The apparatus for producing a long-fiber nonwoven fabric according to any one of claims 1 and 7, wherein the long-fiber nonwoven fabric manufacturing apparatus has a length of about 30 mm. 9. The long-fiber nonwoven fabric manufacturing apparatus according to claim 1, wherein the airflow diverting device has a length of 5 to 10 times the gap width of the long-fiber passage portion. 10. A spinneret, an airflow traction device for pulling a group of long fibers spun from the spinneret by an air current, a traveling direction of the group of long fibers ejected from the airflow traction device, and dispersion of the group of long fibers.
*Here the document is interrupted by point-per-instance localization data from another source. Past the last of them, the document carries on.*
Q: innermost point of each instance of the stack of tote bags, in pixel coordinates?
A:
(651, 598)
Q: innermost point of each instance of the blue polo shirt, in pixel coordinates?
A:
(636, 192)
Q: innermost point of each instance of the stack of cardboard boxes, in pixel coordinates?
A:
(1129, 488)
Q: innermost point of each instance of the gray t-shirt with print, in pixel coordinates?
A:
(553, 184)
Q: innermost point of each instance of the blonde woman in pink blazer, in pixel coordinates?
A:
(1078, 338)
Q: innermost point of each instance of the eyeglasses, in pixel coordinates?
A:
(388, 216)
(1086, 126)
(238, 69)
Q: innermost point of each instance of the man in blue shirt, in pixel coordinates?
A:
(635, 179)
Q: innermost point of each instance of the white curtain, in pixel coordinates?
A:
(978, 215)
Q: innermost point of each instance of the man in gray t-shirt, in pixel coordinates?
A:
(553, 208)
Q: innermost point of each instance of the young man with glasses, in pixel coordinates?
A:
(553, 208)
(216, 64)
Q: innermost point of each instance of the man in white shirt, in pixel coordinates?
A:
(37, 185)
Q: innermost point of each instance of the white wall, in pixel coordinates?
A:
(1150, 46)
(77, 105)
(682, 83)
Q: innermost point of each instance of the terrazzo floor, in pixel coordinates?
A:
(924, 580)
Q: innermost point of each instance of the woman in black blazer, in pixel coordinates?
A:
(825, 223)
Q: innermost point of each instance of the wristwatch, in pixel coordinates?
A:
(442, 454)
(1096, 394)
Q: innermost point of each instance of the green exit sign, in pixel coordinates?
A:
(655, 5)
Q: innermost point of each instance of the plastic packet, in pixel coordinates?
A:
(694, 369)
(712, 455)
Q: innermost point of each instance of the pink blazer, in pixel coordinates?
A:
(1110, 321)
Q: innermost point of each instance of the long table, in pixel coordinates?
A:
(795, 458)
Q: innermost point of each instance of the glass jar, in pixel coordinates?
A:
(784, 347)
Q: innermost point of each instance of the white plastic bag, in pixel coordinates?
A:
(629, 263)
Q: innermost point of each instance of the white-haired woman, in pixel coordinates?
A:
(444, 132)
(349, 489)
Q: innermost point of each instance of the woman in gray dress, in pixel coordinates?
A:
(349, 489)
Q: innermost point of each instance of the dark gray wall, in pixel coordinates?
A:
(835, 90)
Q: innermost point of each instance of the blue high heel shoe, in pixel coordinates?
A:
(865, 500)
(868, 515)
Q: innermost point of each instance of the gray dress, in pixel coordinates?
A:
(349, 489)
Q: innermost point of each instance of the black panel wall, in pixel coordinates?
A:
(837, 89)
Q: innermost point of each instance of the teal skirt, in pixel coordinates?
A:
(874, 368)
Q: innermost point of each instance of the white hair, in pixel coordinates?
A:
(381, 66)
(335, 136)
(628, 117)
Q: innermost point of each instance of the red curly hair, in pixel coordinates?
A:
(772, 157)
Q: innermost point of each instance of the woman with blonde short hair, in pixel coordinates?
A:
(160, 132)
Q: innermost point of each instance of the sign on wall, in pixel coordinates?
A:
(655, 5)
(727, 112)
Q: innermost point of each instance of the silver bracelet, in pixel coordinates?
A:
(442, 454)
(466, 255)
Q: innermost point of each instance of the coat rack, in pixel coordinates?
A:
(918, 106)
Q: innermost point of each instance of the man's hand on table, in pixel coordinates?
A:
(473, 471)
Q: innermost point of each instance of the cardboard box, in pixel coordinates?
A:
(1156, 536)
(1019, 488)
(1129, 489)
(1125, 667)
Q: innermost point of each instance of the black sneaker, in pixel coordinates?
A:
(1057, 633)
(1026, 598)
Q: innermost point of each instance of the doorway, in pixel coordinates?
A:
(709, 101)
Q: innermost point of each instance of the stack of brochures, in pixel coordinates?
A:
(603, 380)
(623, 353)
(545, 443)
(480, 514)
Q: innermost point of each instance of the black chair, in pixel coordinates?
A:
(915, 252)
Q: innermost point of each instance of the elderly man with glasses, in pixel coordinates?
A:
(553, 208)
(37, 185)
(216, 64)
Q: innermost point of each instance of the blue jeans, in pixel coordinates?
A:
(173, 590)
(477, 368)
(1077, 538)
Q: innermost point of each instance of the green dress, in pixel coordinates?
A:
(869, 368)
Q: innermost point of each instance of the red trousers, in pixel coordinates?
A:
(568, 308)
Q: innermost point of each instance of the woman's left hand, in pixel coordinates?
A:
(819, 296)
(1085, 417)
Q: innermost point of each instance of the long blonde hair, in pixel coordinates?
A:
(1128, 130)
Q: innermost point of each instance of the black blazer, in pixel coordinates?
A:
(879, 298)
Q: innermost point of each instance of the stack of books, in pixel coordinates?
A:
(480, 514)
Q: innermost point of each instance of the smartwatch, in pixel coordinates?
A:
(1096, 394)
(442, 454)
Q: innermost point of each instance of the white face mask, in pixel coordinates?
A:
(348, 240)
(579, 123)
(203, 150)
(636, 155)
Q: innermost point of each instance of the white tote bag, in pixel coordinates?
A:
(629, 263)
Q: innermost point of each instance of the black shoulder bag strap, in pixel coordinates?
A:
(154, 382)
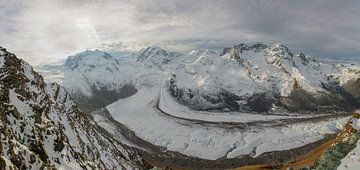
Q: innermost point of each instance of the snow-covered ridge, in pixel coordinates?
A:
(41, 126)
(237, 79)
(248, 74)
(156, 55)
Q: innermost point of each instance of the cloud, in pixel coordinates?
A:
(44, 31)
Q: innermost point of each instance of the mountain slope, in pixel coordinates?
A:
(41, 126)
(261, 78)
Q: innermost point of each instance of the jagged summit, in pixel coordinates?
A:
(41, 127)
(89, 58)
(156, 55)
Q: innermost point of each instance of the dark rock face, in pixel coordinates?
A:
(40, 121)
(261, 102)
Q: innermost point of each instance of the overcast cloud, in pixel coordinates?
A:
(43, 31)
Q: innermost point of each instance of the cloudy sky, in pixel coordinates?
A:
(43, 31)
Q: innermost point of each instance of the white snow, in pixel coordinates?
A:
(170, 106)
(206, 71)
(138, 113)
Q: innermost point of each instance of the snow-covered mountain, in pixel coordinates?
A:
(261, 78)
(253, 78)
(200, 108)
(41, 127)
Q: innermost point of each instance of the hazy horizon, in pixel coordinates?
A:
(47, 31)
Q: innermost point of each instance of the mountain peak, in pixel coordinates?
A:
(156, 55)
(88, 58)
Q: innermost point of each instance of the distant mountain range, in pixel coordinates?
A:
(206, 109)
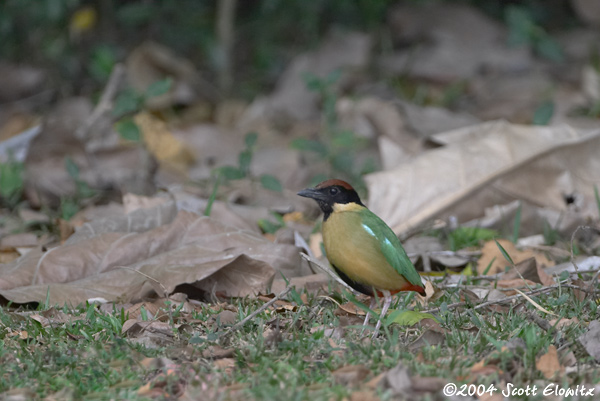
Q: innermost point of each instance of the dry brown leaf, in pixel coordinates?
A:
(549, 364)
(364, 395)
(489, 164)
(13, 241)
(563, 322)
(351, 308)
(102, 262)
(132, 202)
(159, 140)
(428, 338)
(428, 384)
(217, 352)
(482, 368)
(226, 364)
(313, 283)
(490, 253)
(351, 375)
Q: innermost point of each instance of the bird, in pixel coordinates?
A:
(362, 249)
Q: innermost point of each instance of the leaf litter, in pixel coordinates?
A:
(182, 282)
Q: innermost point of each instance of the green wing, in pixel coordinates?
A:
(390, 246)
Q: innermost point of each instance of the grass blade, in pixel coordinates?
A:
(517, 225)
(597, 198)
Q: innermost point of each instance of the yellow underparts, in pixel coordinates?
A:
(353, 249)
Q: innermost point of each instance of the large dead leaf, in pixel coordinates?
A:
(492, 163)
(526, 262)
(111, 261)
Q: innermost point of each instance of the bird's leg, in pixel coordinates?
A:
(371, 306)
(386, 304)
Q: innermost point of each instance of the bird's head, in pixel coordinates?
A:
(330, 193)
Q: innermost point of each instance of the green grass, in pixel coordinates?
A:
(89, 356)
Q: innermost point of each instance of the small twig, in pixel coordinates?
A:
(104, 104)
(507, 299)
(542, 323)
(259, 310)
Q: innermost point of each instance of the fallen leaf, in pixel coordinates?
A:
(549, 364)
(563, 322)
(227, 364)
(350, 376)
(428, 338)
(407, 317)
(483, 168)
(492, 256)
(352, 309)
(98, 263)
(427, 384)
(364, 395)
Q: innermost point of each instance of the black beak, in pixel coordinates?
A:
(313, 194)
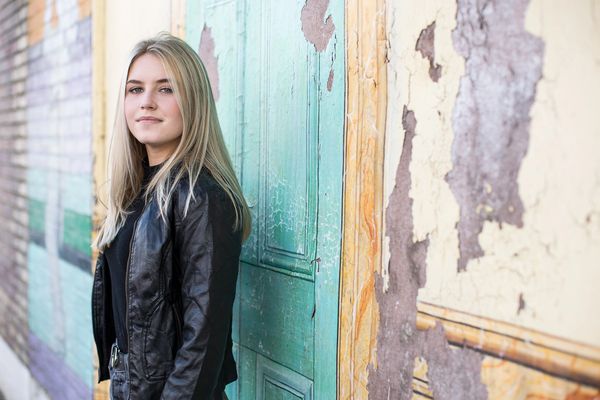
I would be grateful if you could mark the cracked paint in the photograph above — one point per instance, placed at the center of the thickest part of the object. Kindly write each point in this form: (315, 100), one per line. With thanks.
(503, 63)
(207, 55)
(453, 373)
(426, 46)
(315, 30)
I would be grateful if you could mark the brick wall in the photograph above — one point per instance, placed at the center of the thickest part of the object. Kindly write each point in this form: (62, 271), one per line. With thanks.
(13, 205)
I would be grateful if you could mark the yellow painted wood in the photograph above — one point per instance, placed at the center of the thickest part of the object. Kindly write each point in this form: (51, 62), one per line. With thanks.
(520, 345)
(98, 148)
(363, 198)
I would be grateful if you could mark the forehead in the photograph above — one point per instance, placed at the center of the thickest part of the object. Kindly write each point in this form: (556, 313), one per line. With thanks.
(147, 67)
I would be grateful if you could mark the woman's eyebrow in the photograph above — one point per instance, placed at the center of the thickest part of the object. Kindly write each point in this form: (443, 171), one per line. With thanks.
(135, 81)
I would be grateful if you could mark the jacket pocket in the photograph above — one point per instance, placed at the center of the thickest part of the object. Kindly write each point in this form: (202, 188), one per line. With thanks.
(160, 341)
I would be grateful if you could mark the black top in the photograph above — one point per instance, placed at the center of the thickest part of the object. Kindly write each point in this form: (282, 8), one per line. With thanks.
(117, 255)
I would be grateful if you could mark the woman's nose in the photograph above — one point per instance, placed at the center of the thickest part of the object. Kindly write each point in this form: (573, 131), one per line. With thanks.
(147, 102)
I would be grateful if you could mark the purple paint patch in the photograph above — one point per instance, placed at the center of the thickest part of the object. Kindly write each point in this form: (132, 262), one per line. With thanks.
(207, 55)
(315, 30)
(491, 115)
(50, 370)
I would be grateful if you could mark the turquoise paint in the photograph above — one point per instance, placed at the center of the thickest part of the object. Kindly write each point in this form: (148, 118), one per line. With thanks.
(75, 288)
(37, 215)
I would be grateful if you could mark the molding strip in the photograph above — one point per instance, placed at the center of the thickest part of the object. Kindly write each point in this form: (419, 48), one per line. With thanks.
(366, 102)
(549, 354)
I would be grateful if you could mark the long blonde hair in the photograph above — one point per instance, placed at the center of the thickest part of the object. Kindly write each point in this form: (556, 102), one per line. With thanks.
(201, 142)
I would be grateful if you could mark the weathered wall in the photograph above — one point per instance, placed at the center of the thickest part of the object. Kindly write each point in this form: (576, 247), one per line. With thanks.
(492, 200)
(49, 198)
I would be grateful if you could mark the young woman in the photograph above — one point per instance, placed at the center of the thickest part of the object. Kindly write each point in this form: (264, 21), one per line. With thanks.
(169, 247)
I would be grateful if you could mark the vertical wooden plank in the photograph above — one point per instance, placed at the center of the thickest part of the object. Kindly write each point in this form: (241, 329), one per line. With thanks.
(361, 249)
(332, 89)
(99, 147)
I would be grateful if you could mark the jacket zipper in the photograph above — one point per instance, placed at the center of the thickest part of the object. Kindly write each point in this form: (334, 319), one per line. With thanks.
(127, 273)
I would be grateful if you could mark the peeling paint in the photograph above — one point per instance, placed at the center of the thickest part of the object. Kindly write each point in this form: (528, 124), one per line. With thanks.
(315, 30)
(426, 46)
(397, 339)
(503, 63)
(521, 304)
(453, 373)
(207, 55)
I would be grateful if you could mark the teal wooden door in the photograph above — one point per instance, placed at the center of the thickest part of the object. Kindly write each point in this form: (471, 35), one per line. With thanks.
(281, 107)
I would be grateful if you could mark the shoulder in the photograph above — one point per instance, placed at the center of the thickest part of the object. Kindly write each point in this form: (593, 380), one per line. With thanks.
(208, 197)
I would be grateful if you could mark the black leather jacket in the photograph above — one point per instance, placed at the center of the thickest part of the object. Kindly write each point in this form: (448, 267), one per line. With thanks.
(180, 286)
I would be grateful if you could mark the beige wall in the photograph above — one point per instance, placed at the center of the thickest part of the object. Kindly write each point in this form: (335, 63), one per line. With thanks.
(127, 22)
(552, 261)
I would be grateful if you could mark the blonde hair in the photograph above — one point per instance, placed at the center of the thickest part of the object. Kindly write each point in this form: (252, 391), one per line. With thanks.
(201, 142)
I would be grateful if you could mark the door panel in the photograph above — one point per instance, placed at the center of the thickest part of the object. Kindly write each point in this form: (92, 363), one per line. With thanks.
(283, 125)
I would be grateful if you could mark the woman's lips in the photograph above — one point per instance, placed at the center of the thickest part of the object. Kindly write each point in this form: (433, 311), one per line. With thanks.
(149, 120)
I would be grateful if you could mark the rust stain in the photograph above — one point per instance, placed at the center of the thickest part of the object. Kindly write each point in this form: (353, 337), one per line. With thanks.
(54, 16)
(315, 30)
(426, 46)
(454, 373)
(207, 55)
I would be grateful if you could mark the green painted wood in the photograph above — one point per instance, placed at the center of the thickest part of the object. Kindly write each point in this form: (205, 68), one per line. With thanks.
(247, 373)
(275, 382)
(284, 130)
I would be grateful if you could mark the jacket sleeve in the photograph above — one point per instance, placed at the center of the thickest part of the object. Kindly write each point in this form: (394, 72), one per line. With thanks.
(208, 252)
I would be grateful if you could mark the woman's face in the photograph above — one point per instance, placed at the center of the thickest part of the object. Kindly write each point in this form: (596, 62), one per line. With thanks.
(151, 110)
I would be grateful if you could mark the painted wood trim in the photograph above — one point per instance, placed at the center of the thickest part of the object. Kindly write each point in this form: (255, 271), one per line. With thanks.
(549, 354)
(98, 148)
(366, 102)
(178, 12)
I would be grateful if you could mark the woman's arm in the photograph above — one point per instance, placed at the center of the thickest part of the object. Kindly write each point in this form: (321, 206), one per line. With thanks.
(208, 251)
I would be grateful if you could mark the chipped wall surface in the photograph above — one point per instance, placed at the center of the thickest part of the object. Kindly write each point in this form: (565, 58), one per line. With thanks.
(121, 34)
(503, 185)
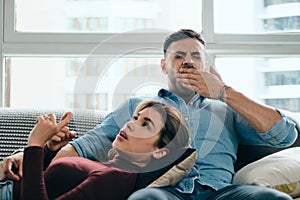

A long-fiber spinning device with an airflow diverting device that promotes
A long-fiber nonwoven fabric manufacturing apparatus in which a plurality of long-fiber nonwoven fabrics are arranged in series on a single conveyor that collects and conveys long fibers ejected from the airflow diverting device. 11. The airflow diverting groove of the airflow diverting plate is provided for each of the airflow diverting devices provided in the first long fiber spinning device and the other long fiber spinning devices of the plurality of long fiber spinning devices. The apparatus for producing a long-fiber nonwoven fabric according to claim 10, wherein the airflow diverting groove is cut in a direction diagonally opposite to the spinning direction. 12. The spinneret according to claim 1, wherein the spinneret is at least one multi-component spinneret selected from a sheath-core type, a side-by-side type, a multi-segment type, and a mixed fiber type. Item. 13. The airflow traction device according to claim 13, wherein said airflow traction device is a slot type air sucker.
The long-fiber nonwoven fabric manufacturing apparatus according to any one of claims 1 and 10, wherein 14. A long-fiber nonwoven fabric manufacturing apparatus according to any one of claims 1 to 13, wherein a thermoplastic resin is spun from a spinneret, and the spun long fibers are drawn by an airflow traction device.
A long-fiber nonwoven fabric obtained by collecting a long-fiber web in a collecting device while heating and fusing the collected web with a heating device while changing a jet direction of the long fiber in a width direction by an airflow diverting device. Manufacturing method. 15. A long-fiber nonwoven fabric manufacturing apparatus according to any one of claims 1 to 13, wherein a low-melting thermoplastic resin having a melting point difference of 10 ° C. or more and a high-melting thermoplastic resin are sheath-core type,
Spin at least one type of multi-component spinneret selected from parallel type, multi-split type and mixed fiber type into long fiber, pull the spun long fiber by airflow traction device, and eject long fiber by airflow deflection device A method for producing a multicomponent long-fiber nonwoven fabric by collecting a long fiber web in a collection device while changing its direction in the width direction and heating and fusing the collected web with a heating device.